HT: harringtonine; HHT: homoharringtonine; ANOVA: analysis of variance.

^a Statistically significant when compared to control (p ≤ 0.05) by ANOVA and Dunnett’s test.

In the HuH-7.5 lineage treated with HT, the number of early apoptotic cells in both 1 and 10 μM concentrations (p < 0.05) was observed increased. Late apoptosis also showed increased (p < 0.05) at the concentration of 1 µM (Table 2). The treatments with HHT demonstrated increased in early apoptosis for all concentrations tested (p < 0.05). Moreover, with HHT (1 μM and 10 μM), an increase (p < 0.05) in late apoptosis and necrosis was observed (Table 2).

DNA damage

In the genotoxicity assay (Figure 3), the genetic material showed no damage in either cell lineages treated with HT or HHT.

Figure 3.

The tail moment obtained in the comet assay of the HuH-7.5 and HepG2/C3A lineages after 3 h of HT or HHT treatment at 10 µM concentration. *Statistically significant results (p < 0.05). CPT: camptothecin; HT: harringtonine; HHT: homoharringtonine.

mRNAs expression changes in response to HT and HHT treatment

The cells of the HepG2/C3A lineage showed increase (twofold change, p < 0.05) in the mRNA levels of the CDKN1A gene in both HT and HHT treatments (Figure 4(a)).
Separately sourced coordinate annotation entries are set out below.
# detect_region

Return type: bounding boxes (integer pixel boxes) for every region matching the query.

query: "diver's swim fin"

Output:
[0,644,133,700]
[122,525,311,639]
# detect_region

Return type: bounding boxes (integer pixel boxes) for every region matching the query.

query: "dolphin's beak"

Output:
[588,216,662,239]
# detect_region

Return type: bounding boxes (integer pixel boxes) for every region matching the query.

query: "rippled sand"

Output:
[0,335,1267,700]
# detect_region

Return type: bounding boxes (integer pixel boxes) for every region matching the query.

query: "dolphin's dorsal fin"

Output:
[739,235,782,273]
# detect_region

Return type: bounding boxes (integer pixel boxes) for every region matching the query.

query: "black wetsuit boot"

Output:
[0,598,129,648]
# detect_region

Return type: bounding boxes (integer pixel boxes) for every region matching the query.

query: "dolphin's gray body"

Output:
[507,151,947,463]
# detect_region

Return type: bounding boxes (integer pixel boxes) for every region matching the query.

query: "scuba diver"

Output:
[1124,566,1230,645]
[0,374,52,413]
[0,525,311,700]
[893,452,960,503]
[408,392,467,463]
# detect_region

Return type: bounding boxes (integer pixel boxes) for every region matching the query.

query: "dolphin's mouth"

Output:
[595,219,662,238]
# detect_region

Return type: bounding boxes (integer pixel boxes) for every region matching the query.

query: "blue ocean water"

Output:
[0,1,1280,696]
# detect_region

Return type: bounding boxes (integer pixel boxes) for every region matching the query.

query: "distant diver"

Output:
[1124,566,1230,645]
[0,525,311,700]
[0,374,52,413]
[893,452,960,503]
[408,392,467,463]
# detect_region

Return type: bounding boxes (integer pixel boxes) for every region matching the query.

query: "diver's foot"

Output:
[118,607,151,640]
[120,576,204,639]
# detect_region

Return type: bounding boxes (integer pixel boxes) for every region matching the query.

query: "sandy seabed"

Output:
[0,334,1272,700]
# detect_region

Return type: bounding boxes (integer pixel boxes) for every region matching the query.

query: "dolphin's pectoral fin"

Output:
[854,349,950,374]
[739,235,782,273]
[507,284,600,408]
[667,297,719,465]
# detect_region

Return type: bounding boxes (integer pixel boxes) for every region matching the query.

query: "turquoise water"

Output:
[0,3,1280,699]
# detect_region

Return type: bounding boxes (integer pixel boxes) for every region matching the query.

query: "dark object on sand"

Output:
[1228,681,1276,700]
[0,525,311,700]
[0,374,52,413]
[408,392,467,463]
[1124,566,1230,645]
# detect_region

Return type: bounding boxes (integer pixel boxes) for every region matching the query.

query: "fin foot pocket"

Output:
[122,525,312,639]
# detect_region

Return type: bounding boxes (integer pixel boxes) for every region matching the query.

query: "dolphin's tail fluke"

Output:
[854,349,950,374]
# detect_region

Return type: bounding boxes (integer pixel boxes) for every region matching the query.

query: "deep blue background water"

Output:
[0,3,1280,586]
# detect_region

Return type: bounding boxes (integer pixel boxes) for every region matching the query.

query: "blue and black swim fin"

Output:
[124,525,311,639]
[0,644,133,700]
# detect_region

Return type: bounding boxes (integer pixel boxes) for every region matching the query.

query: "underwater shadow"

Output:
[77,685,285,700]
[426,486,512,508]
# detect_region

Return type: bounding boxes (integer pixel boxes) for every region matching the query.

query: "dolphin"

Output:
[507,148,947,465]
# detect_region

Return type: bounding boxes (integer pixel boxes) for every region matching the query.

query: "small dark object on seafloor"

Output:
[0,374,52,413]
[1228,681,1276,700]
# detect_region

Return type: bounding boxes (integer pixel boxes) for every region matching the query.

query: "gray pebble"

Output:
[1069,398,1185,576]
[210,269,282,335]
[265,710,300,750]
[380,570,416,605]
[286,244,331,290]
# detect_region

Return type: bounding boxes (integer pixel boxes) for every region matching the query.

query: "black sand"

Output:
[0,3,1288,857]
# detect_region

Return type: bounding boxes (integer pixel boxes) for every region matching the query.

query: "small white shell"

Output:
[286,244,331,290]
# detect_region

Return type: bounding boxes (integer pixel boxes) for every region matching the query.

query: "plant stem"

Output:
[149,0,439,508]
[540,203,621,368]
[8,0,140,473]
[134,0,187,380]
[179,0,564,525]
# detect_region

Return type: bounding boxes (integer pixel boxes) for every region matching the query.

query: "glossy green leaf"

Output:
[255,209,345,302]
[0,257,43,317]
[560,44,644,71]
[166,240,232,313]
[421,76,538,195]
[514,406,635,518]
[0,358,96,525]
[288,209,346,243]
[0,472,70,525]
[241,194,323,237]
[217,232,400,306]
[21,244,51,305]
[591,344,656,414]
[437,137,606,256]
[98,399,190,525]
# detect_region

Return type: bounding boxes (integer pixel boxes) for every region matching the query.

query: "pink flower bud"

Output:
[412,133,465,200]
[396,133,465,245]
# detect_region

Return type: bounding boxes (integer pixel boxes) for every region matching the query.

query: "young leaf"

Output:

Regarding the levels of transcription of the metabolic genes, an increase (10-fold change, p < 0.05) in CYP2E1 for HT (10-fold change) and for HHT (9-fold change) treatments were noted. The CYP2C19 gene was upregulated in both treatments (HT and HHT, sixfold change). The mRNA levels of the BBC3 gene showed increase in expression after HT (16-fold change) and HHT (12-fold change) treatments. The TNF gene transcripts were superexpressed by a factor of 2996 in both HT and HHT treatments. The TRAF2 gene showed increase in transcription after HT (12-fold change) and HHT (10-fold change) treatments. Caspase 3 gene expression was observed to have increase in the HT treatment only (twofold change). In both the HT and HHT treatments, the expression of the ID4 gene (threefold change) and the EIF2AK3 gene (twofold change) showed increased. The ERN1 gene mRNA observations showed overexpression after HT (14-fold change) and HHT (15-fold change) treatments. The mRNA of the NFKB1 gene exhibited increase with HT (10-fold change) and HHT (9-fold change) treatments.

Figure 4.

Relative gene expression in HepG2/C3A (a) and HuH-7.5 lineages (b) after 12-h treatment with HT and HHT from RT-qPCR. Statistical analysis was performed using the REST 2009 software. *Significant statistical difference (p ≤ 0.05) and ratio ≤0.5 or ≥2. HT: harringtonine; HHT: homoharringtonine.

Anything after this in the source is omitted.